Комедия удается. Гертруд сквозь блаженный блеск черных, любящих глаз — озабочена:
— Я думаю: не в саду ли ты потеряла, когда мы делали гимнастику? Тогда ничего, моя принцесса. Там метет садовник, и никто не найдет.
Они меня все считали принцессой, принцессой в изгнании, и даже те, которым я рассказывала, что дома живу в снежной юрте, ем сало свечное и топленым жиром смазываю длинные до полу волосы.
— Где же они до полу?
— Мне остригли, когда меня отмывали перед путем сюда…
Тоска и томление в школе начинались с утра.
Звонок, несущийся по коридорам, вонзается в мозг и вспугивает сердце.
Еще втягиваешь на вздрогнувшие плечи прогретое ночным телом одеяло, слушаешь прыжки сердечные и жмуришь сонные глаза.
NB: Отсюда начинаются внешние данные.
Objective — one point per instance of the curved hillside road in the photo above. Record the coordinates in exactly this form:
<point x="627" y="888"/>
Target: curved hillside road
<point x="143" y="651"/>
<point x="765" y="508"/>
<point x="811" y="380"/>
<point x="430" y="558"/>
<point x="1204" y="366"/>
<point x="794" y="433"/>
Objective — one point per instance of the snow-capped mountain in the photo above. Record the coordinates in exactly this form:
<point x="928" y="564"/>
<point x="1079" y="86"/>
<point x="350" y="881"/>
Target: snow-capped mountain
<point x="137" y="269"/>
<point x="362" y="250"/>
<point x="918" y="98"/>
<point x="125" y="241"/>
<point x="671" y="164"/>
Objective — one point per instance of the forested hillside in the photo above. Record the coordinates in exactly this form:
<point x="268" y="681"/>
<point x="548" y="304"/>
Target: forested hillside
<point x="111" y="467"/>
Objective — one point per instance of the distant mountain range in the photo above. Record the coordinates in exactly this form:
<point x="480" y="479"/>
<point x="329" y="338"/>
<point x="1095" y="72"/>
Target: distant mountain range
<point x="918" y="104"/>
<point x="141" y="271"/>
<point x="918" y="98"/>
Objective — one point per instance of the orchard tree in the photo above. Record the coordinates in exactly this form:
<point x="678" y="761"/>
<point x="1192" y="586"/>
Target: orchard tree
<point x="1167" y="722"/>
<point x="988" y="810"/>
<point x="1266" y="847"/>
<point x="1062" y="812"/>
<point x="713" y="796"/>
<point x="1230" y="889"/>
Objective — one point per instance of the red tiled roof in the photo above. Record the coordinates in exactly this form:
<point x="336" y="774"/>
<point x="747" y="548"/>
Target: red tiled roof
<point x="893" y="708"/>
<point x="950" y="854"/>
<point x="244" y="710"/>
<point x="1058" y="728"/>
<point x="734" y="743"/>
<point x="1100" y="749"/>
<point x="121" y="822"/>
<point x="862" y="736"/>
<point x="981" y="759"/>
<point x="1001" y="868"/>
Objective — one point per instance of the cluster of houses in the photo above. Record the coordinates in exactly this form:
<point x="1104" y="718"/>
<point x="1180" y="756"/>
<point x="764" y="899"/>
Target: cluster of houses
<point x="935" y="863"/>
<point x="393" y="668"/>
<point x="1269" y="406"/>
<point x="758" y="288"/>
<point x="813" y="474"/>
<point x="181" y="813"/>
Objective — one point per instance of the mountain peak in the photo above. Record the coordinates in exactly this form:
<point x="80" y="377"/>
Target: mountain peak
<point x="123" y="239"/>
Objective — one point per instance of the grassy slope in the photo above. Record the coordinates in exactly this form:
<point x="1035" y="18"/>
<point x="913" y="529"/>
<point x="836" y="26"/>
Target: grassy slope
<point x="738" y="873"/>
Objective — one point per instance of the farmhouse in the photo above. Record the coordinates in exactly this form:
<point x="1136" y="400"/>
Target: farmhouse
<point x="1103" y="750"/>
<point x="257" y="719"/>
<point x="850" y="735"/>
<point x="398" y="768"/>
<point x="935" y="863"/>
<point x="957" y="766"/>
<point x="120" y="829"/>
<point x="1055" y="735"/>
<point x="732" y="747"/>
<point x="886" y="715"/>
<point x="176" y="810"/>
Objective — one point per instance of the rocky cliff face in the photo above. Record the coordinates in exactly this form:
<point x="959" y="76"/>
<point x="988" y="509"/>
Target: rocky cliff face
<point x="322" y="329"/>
Но вот, из-за ширмы, всегда звонкий, всегда пробужденный, голос нашей фамильной сестры Матильды:
— Kinder! Kinder![77]
День? Темно. Высунешь носок — холодно.
За ширмой копошится… и уже вот она, долговязая, синяя фигура, и белый чепец с фалборками над длинным лицом и бледными, измученными по-детски глазами, — как и не снимался на ночь.
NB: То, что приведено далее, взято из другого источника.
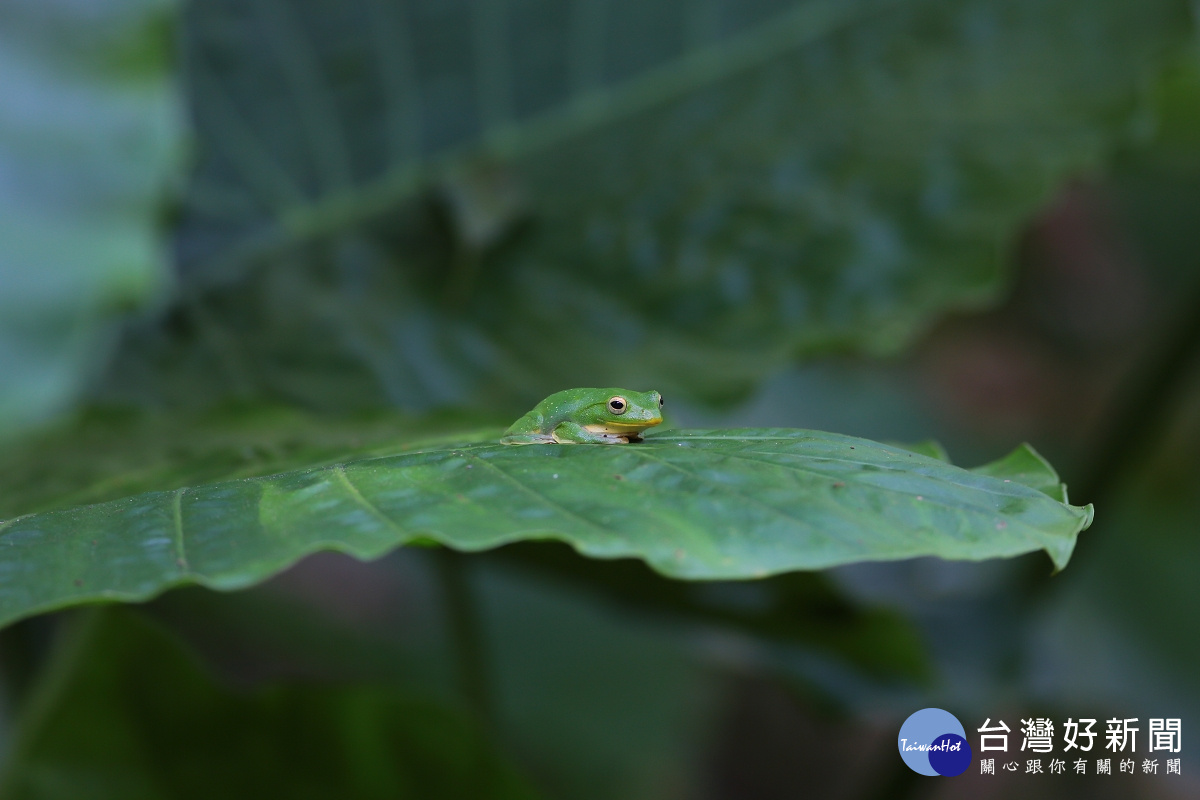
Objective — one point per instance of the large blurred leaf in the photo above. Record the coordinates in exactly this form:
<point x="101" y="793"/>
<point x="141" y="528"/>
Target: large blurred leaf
<point x="90" y="131"/>
<point x="693" y="504"/>
<point x="126" y="715"/>
<point x="423" y="202"/>
<point x="109" y="453"/>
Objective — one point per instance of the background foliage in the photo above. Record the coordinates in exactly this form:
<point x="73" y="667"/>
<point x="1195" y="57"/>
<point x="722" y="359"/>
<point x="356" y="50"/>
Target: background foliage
<point x="964" y="220"/>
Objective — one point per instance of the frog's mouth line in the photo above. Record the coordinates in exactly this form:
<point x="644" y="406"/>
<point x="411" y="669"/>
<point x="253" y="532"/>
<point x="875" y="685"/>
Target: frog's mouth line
<point x="622" y="427"/>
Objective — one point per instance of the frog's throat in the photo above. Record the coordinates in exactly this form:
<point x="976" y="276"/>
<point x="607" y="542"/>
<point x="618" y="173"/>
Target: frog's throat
<point x="622" y="427"/>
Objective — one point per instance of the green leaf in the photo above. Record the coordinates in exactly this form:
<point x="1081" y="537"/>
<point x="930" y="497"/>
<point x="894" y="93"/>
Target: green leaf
<point x="693" y="504"/>
<point x="107" y="453"/>
<point x="90" y="133"/>
<point x="1026" y="465"/>
<point x="661" y="193"/>
<point x="124" y="714"/>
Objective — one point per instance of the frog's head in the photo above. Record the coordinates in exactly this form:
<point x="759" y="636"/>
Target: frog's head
<point x="625" y="411"/>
Выскакивала обеими ногами зараз на студеный пол. Дежурная зажгла две лампы по стенам.
Посреди спальни, по всю почти длину комнаты, умывальный стол. Там в кувшинах за ночь намерзла тонкая корочка льда.
— Живо умывайтесь! — командует сестра Матильда. — Холодная вода здорова для тела.
Здорова!.. Какое мне дело до здоровья? Люция здорова? Дал бы мне Бог быть как она — обреченной.
Внизу, в столовой, собирается вся школа. Над длинными столами низко висят под широкими железными колпаками лампы, светятся, не разливая желтого света в белесых утренних сумерках. Ряды грубых белых чашек с толстыми краями, ломти серого хлеба…
Дежурные обходят сидящих, из высоких кувшинов льют жидкий кофей и кипяченое молоко.
Горячее! С жадностью припадаю. От холода и дрожи тоска навязчивее и сердце беззащитнее. И упорнее нарастает томление.
Хочу того, чего на свете нет. Вот в этом холоде, темноте, чужбине, одиночестве не хочу ничего, что есть, а того, чего нет.
Глотаю кофей молча, со злобою, с безнадежною жадностью. В кармане уже третий день ношу наполовину прочитанное письмо от мамы.
Что пишет мама? Что ей писать? Какое ей дело до того, что не мое?
Мыслей нет у меня, но нет и любви.
Люция там, далеко, за своим «семейным» столом.
Гертруд теперь тоже перевели… от меня… чтобы не портилась. Конечно, я порчу. Еще бы, если во мне чёрт.
Этому чёрту я поверила бы, согласно была бы поверить, если бы верила в Бога…
Это случилось вот как — что я о нем, о своем, узнала. После кофея мы ходили всеми «фамилиями» на молитву в особый молитвенный зал. И вот на одной такой молитве — я расчихалась. То есть, собственно, я всегда умела удерживаться от чихания, это же так просто: стоит только захватить в грудь побольше воздуха и не дышать… Но этот раз выходило смешно и соблазнительно, и на одну минуту я почувствовала ясно, как все мысли всех голов вокруг меня отвратились от Бога и прилипли ко мне.